While crew members experience comfortable pressure while living in the orbiting laboratory, the space station does experience tiny air leaks over time. Regular repressurization is possible thanks to nitrogen tanks that are included on cargo resupply missions that deliver them to the space station.

However, NASA and the agency's international partners discovered last September that the cabin air leak rate had slightly increased. They have been gathering data on this between spacewalks and the arrivals and departures of spacecraft, the agency said.

This graphic shows the different segments of the space station.

Again, the rate has slightly increased.

This weekend's stay in the Russian segment will allow the astronauts and their ground teams to locate the source of the leak and hopefully repair it.

This means all of the space station's hatches will remain closed. Mission control will note the air pressure in each module of the space station to determine which module is leaking more air.

NASA and Roscosmos, the Russian space agency, believe they will have early results by the end of next week.

The Zvezda service module is roomy enough for the three crew members and has been inhabited by humans since the first crew arrived at the space station on November 2, 2000.

In the Russian segment, they will be able to access the Poisk mini-research module, as well as their Soyuz ship.

Poisk, which is also called Mini-Research Module 2, includes a docking port for the Soyuz ship, an area to prepare for spacewalks, power supply outlets, internal and external workstations and extra room for scientific experiments.

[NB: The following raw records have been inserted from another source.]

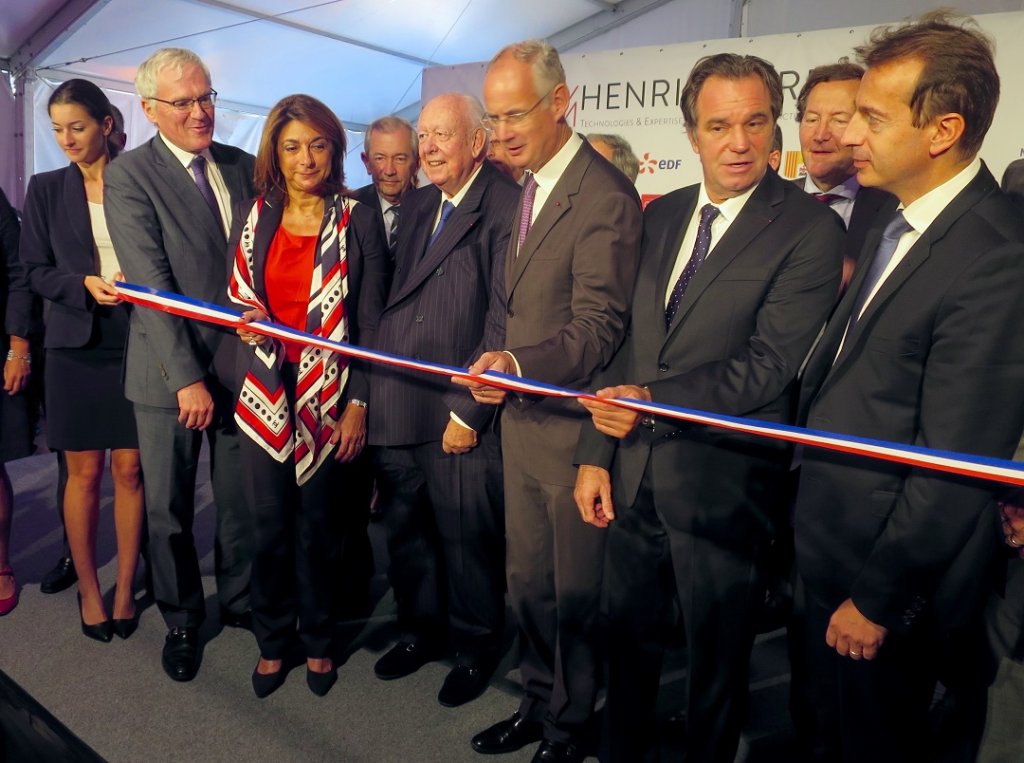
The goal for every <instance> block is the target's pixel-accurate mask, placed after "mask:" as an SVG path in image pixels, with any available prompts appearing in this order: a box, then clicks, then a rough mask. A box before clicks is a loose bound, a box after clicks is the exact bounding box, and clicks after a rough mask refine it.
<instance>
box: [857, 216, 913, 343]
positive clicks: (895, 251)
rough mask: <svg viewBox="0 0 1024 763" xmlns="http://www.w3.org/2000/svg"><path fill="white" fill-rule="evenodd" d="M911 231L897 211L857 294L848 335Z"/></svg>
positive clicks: (892, 219)
mask: <svg viewBox="0 0 1024 763" xmlns="http://www.w3.org/2000/svg"><path fill="white" fill-rule="evenodd" d="M911 230H913V225H911V224H910V223H909V222H907V221H906V218H905V217H904V216H903V212H902V210H897V211H896V214H895V216H894V217H893V218H892V219H891V220H890V221H889V224H888V225H886V229H885V232H883V234H882V241H880V242H879V248H878V249H876V250H874V258H873V259H872V260H871V266H870V268H869V269H868V271H867V275H865V277H864V281H863V283H862V284H861V285H860V291H859V292H857V299H856V300H855V301H854V303H853V312H852V313H850V323H849V325H848V326H847V328H846V333H847V334H848V335H849V333H850V332H851V331H853V327H854V326H856V325H857V321H859V320H860V313H861V311H862V310H863V309H864V305H865V304H867V298H868V297H869V296H870V294H871V292H872V291H873V290H874V286H876V284H878V283H879V281H880V280H881V279H882V273H884V272H885V271H886V266H888V264H889V261H890V260H891V259H892V258H893V254H895V253H896V247H898V246H899V240H900V237H902V236H903V234H907V232H909V231H911Z"/></svg>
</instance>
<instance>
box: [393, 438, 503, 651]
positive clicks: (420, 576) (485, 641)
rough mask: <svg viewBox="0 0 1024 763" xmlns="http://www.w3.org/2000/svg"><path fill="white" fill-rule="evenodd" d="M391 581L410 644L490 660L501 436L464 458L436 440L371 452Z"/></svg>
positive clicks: (494, 582) (501, 556)
mask: <svg viewBox="0 0 1024 763" xmlns="http://www.w3.org/2000/svg"><path fill="white" fill-rule="evenodd" d="M377 467H378V475H377V480H378V491H379V500H380V501H381V512H382V515H383V520H384V524H385V527H386V528H387V541H388V555H389V557H390V568H389V570H388V578H389V580H390V582H391V586H392V588H393V589H394V595H395V600H396V601H397V604H398V624H399V627H400V628H401V629H402V630H403V631H404V632H406V637H407V638H410V639H412V640H414V641H421V642H426V643H429V644H431V645H432V646H435V647H438V646H440V645H441V644H442V643H443V642H444V640H445V637H447V638H450V639H451V643H452V646H453V647H454V649H455V651H456V652H457V653H458V654H459V655H460V656H461V658H462V659H463V660H464V661H465V662H468V663H472V662H474V661H475V660H495V659H497V656H498V654H497V652H498V649H499V647H500V646H501V639H502V633H503V630H504V623H505V532H504V521H505V501H504V497H503V482H502V454H501V442H500V439H499V436H498V434H497V433H496V432H495V431H493V430H489V429H488V430H487V431H484V432H481V433H480V436H479V444H477V447H476V448H474V449H473V450H472V451H470V452H469V453H466V454H463V455H450V454H445V453H444V452H443V451H442V450H441V443H440V442H438V441H434V442H426V443H422V444H418V446H409V447H403V448H380V449H379V450H378V452H377Z"/></svg>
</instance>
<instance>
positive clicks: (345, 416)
mask: <svg viewBox="0 0 1024 763" xmlns="http://www.w3.org/2000/svg"><path fill="white" fill-rule="evenodd" d="M331 443H332V444H336V446H338V450H337V451H335V454H334V457H335V459H337V460H338V461H340V462H341V463H343V464H347V463H348V462H349V461H351V460H352V459H354V458H355V457H356V456H358V455H359V454H360V453H362V448H364V446H366V444H367V409H366V408H365V407H362V406H354V405H352V404H351V402H349V404H348V405H347V406H345V412H344V413H343V414H342V415H341V421H339V422H338V426H336V427H335V429H334V434H332V435H331Z"/></svg>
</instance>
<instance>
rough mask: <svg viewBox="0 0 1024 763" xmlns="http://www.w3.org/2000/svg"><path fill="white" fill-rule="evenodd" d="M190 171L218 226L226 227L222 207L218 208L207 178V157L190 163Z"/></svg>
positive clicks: (209, 181) (196, 156) (215, 200)
mask: <svg viewBox="0 0 1024 763" xmlns="http://www.w3.org/2000/svg"><path fill="white" fill-rule="evenodd" d="M188 169H190V170H191V171H193V176H194V177H195V178H196V187H197V188H199V193H200V194H202V195H203V199H204V200H205V201H206V206H208V207H209V208H210V211H211V212H213V218H214V219H215V220H216V221H217V224H218V225H220V226H221V227H224V220H223V218H221V216H220V207H219V206H217V197H216V196H214V195H213V188H212V187H210V181H209V180H208V179H207V177H206V157H201V156H196V157H193V161H191V162H189V163H188Z"/></svg>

Space station teams keep rotating

Cassidy, Vagner and Ivanishin will depart the space station on October 21 and return to Earth, landing in Kazakhstan. The trio will have spent 195 days together on the space station. They launched to the space station in April.

A week before that departure, NASA astronaut Kate Rubins and Russian cosmonauts Sergey Ryzhikov and Sergey Kud-Sverchkov will launch from the Baikonur Cosmodrome in Kazakhstan and dock at the space station.

NASA and SpaceX announced last week that the SpaceX Crew-1 mission will launch to the space station on October 23, carrying NASA astronauts Mike Hopkins, Victor Glover, Shannon Walker and Japanese space agency astronaut Soichi Noguchi.

This mission is dependent on reviews of data as well as NASA certification after NASA's SpaceX Demo-2 test flight. Demo-2 included the successful May 30 launch of NASA astronauts Bob Behnken and Doug Hurley to the space station from Florida. They returned safely to Earth, splashing down August 2 in the Gulf of Mexico.

The Demo-2 mission was the first flight test to include a crew for a commercially owned and operated human space system, according to NASA. Once SpaceX's system is certified by NASA, it will be able to regularly send astronauts to the space station from the United States.

This ends NASA's reliance on launching from Kazakhstan to reach the space station, but the agency will still continue to launch astronauts from the Baikonur Cosmodrome.

If the Crew-1 mission launches in October as planned, this will allow NASA's SpaceX Crew-2 mission to launch next spring to the space station.